The changes happened through planning and forethought on the part of those first Obama administration antitrust officials. Indeed, the critics who chastised the antitrust enforcers midway through his two-term presidency appear shortsighted now; they had scoffed at paltry case numbers while disregarding the major structural transformation happening inside the agencies. Officials knew the government was saddled with bad case law, outdated guidance to judges and a staff that by-and-large had never experienced a successful government-led antitrust trial. The last time the DOJ went to court to block a merger had been 2004, and it suffered a brutal loss. That loss, coupled with a Republican administration’s distaste for enforcement on economic grounds, led the Antitrust Division to approve mergers that concentrated industries: United/Continental and Delta/Northwest in airlines; Maytag/Whirlpool in appliances; AT&T’s successful attempt to recreate its pre-breakup corporation by purchasing BellSouth and, with it, Cingular Wireless. A renewed focus on litigation, as well as the staff to carry out the agencies’ courtroom missions, marked the beginning of the Obama administration’s enforcement overhaul.

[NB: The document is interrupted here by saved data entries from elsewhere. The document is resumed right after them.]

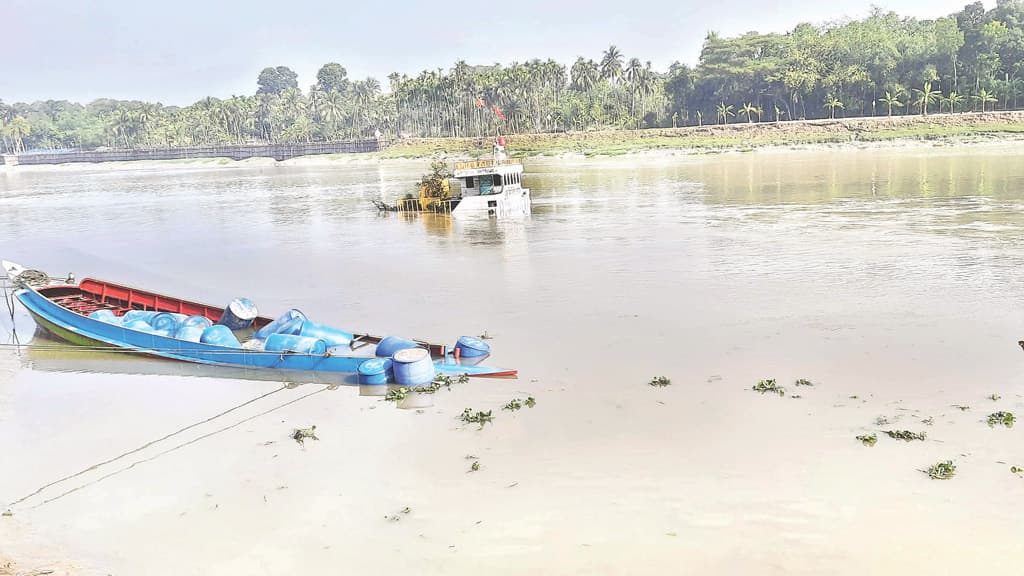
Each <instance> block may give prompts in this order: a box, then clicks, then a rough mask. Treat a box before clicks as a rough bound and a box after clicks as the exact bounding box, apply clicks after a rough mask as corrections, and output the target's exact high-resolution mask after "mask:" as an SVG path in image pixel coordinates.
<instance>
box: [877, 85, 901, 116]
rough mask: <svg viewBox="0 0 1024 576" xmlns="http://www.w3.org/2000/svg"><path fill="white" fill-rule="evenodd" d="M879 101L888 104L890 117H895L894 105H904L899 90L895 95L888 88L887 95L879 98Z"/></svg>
mask: <svg viewBox="0 0 1024 576" xmlns="http://www.w3.org/2000/svg"><path fill="white" fill-rule="evenodd" d="M879 101H881V102H882V104H884V105H886V107H888V108H889V118H892V117H893V107H894V106H895V107H900V106H903V102H901V101H899V92H896V94H895V95H894V94H893V93H892V92H890V91H889V90H886V95H884V96H882V97H881V98H879Z"/></svg>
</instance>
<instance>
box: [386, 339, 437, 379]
mask: <svg viewBox="0 0 1024 576" xmlns="http://www.w3.org/2000/svg"><path fill="white" fill-rule="evenodd" d="M391 360H392V361H393V364H392V367H393V369H394V381H395V382H398V383H399V384H401V385H403V386H419V385H423V384H429V383H430V381H431V380H433V379H434V375H435V373H434V362H433V361H432V360H431V359H430V353H428V352H427V351H425V349H423V348H406V349H402V351H398V352H396V353H394V356H392V357H391Z"/></svg>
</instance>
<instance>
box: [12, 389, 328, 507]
mask: <svg viewBox="0 0 1024 576" xmlns="http://www.w3.org/2000/svg"><path fill="white" fill-rule="evenodd" d="M286 388H288V385H287V384H286V385H283V386H281V387H280V388H276V389H272V390H270V392H268V393H266V394H262V395H260V396H257V397H256V398H253V399H250V400H247V401H246V402H243V403H242V404H239V405H238V406H233V407H231V408H228V409H227V410H224V411H223V412H219V413H217V414H214V415H213V416H210V417H209V418H206V419H204V420H200V421H199V422H196V423H193V424H188V425H187V426H185V427H183V428H179V429H177V430H174V431H172V433H171V434H168V435H166V436H162V437H160V438H158V439H157V440H152V441H150V442H146V443H145V444H143V445H142V446H139V447H138V448H135V449H132V450H129V451H127V452H123V453H121V454H118V455H117V456H114V457H113V458H109V459H106V460H103V461H102V462H97V463H95V464H92V465H91V466H89V467H87V468H84V469H82V470H79V471H77V472H75V474H73V475H69V476H66V477H63V478H61V479H58V480H54V481H53V482H50V483H49V484H46V485H44V486H42V487H40V488H38V489H37V490H35V491H34V492H32V493H31V494H28V495H26V496H23V497H20V498H18V499H17V500H14V501H13V502H11V503H10V504H8V506H15V505H17V504H19V503H22V502H24V501H26V500H28V499H29V498H31V497H33V496H35V495H37V494H39V493H40V492H42V491H43V490H46V489H47V488H50V487H52V486H55V485H57V484H60V483H61V482H67V481H69V480H72V479H74V478H77V477H80V476H82V475H84V474H86V472H90V471H92V470H94V469H96V468H98V467H99V466H104V465H106V464H110V463H112V462H116V461H117V460H120V459H121V458H124V457H126V456H131V455H132V454H135V453H137V452H141V451H142V450H145V449H146V448H148V447H151V446H153V445H154V444H157V443H158V442H163V441H165V440H167V439H169V438H172V437H175V436H177V435H179V434H181V433H184V431H187V430H189V429H191V428H195V427H196V426H199V425H202V424H205V423H208V422H210V421H212V420H215V419H217V418H219V417H221V416H224V415H226V414H229V413H231V412H233V411H236V410H238V409H240V408H243V407H245V406H248V405H250V404H252V403H254V402H256V401H258V400H262V399H264V398H266V397H268V396H270V395H272V394H276V393H279V392H281V390H283V389H286ZM325 389H326V388H325ZM317 392H322V390H317Z"/></svg>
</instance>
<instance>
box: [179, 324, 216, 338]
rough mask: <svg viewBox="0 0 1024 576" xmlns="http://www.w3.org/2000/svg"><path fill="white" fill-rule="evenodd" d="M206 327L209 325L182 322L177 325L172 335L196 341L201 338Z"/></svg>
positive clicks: (205, 328) (180, 337) (181, 337)
mask: <svg viewBox="0 0 1024 576" xmlns="http://www.w3.org/2000/svg"><path fill="white" fill-rule="evenodd" d="M207 328H209V326H200V325H198V324H182V325H181V326H179V327H178V331H177V332H175V333H174V337H175V338H177V339H179V340H186V341H188V342H198V341H200V340H201V339H202V338H203V332H205V331H206V329H207Z"/></svg>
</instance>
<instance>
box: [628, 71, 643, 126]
mask: <svg viewBox="0 0 1024 576" xmlns="http://www.w3.org/2000/svg"><path fill="white" fill-rule="evenodd" d="M642 74H643V66H641V64H640V58H630V61H629V64H628V65H627V66H626V80H627V81H628V82H629V83H630V116H632V117H634V118H636V99H637V83H638V82H639V81H640V76H641V75H642Z"/></svg>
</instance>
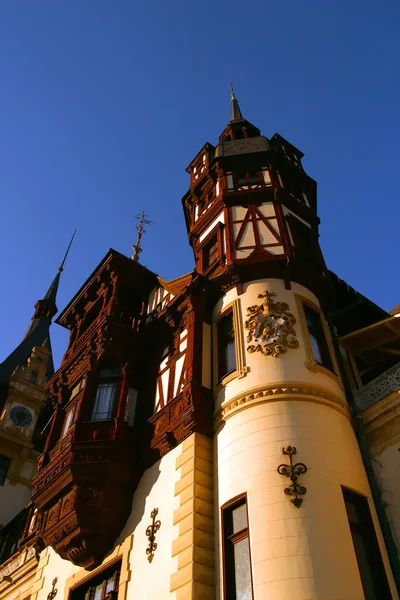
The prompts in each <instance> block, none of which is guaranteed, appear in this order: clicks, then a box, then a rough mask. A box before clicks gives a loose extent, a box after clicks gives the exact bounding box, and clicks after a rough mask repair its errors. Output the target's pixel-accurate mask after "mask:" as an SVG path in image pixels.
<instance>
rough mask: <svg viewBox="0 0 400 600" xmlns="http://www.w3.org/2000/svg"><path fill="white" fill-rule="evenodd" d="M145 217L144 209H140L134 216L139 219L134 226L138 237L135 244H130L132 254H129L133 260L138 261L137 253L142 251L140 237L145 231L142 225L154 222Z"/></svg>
mask: <svg viewBox="0 0 400 600" xmlns="http://www.w3.org/2000/svg"><path fill="white" fill-rule="evenodd" d="M145 217H146V215H145V214H144V210H142V212H141V213H140V215H136V217H134V218H135V219H137V220H138V221H139V225H137V226H136V229H137V232H138V238H137V241H136V244H133V246H132V250H133V254H132V256H131V258H132V260H134V261H135V262H138V261H139V254H140V253H141V252H142V249H141V247H140V240H141V239H142V235H143V234H144V232H145V231H146V230H145V228H144V225H152V224H153V223H155V221H149V219H146V218H145Z"/></svg>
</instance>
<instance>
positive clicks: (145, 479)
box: [114, 461, 160, 548]
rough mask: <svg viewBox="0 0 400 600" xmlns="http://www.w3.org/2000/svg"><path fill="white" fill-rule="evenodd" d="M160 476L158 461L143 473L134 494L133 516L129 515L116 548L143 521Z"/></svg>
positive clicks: (158, 462)
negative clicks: (140, 522) (153, 490)
mask: <svg viewBox="0 0 400 600" xmlns="http://www.w3.org/2000/svg"><path fill="white" fill-rule="evenodd" d="M159 476H160V461H157V462H156V463H155V464H154V465H153V466H151V467H150V468H149V469H147V470H146V471H145V472H144V473H143V475H142V477H141V479H140V481H139V485H138V486H137V488H136V490H135V492H134V494H133V499H132V509H131V514H130V515H129V517H128V520H127V522H126V523H125V526H124V528H123V529H122V531H121V533H120V535H119V536H118V538H117V540H116V542H115V544H114V548H115V546H118V545H119V544H122V542H123V541H124V540H125V539H126V538H127V537H128V536H129V535H132V533H134V531H135V530H136V528H137V526H138V525H139V523H140V522H141V521H142V519H143V516H144V512H145V508H146V500H147V497H148V496H149V495H150V492H151V491H152V489H153V487H154V485H155V483H156V481H157V480H158V478H159Z"/></svg>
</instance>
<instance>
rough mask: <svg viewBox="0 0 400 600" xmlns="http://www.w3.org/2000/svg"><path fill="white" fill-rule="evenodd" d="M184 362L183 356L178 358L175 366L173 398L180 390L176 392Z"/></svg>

Then, as a matter of antitrust philosophy, officials within the agencies refused to readily accept arguments that a merger’s economic benefits would outweigh the harm it would cause consumers and competition without extensive and convincing evidence. Nearly every deal the agencies challenged promised major economic benefits, from the alleged $1 billion in savings from Sysco/US Foods, to the “substantial efficiencies of scale and geographic scope” that Halliburton and Baker Hughes jointly announced in a 2014 press release. In those deals, the agencies rejected evidence of those claims as insufficient to overcome the pain those mergers would inflict on consumers. While far from rejecting the consumer welfare standard outright, this did mark a shift in the amount of agency scepticism toward claims of economic benefit from mergers, more in line with the views of the federal courts.

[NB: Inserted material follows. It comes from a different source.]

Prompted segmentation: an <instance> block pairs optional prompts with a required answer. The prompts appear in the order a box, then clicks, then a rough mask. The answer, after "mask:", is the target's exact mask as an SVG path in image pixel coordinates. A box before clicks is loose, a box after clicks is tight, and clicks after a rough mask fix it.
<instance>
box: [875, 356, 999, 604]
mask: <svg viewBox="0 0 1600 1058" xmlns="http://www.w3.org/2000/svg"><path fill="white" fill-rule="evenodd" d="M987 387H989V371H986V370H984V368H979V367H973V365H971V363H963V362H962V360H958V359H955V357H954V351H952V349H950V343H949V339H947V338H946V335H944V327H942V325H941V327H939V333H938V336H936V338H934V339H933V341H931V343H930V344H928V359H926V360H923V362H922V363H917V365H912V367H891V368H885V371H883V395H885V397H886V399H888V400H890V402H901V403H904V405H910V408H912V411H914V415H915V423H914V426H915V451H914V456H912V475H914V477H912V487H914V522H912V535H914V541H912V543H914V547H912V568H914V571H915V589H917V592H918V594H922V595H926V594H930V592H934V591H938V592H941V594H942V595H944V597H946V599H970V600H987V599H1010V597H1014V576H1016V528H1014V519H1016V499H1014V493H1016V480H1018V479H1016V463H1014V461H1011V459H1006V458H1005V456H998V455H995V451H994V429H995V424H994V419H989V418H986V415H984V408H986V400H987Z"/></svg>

By the end of the administration, the tone at the agencies had changed considerably from past antitrust regimes. In April 2016, Obama’s Council of Economic Advisors released a report citing highly concentrated industries as a driver of the country’s increasing wage and wealth inequality. A few months later, Renata Hesse, then the acting head of the DOJ’s Antitrust Division, gave a speech suggesting that antitrust could and should be used as a tool to help promote economic equality and fairness. The speech perhaps foreshadowed the Democratic Party’s 2017 “Better Deal” platform that promoted increased antitrust enforcement in hopes of lessening inequality and rebuilding economic diversity and entrepreneurship.

To be clear, this essay and indeed this book are not intended to defend the Obama-era antitrust agencies from criticism. Some critiques of the administration are likely justified, particularly those attacking the administration’s scant record against would-be or actual monopolists. Under Obama’s watch, the FTC was on the verge of suing Google for abusing its power in online search, only to back away. The DOJ allowed more airlines – United/Continental and US Airways/American – to merge after they promised conditions that some observers believe did little to stop price hikes, poor service and other consumer harm. And in the Apple e-books case, critics say the DOJ missed an opportunity to examine the pricing practices of Amazon, a company that has amassed considerable power in multiple industries over the past decade.

Antitrust enforcement over the past eight years was a reflection of Obama himself – assertive, but cautious and hesitant to stray too radically from the status quo. The men and women who led the antitrust agencies during his administration came from the intimate world of the antitrust bar and remained firmly within its modern bounds: the consumer welfare standard driven by economics and the philosophy that prices, output and market efficiencies trump all other considerations. But there has always been room for aggressive enforcement in those guideposts, and within that framework, the agencies challenged conduct where it deemed appropriate and found success before trial and appeals judges around the country. The story of those successes is captured in this book for the first time.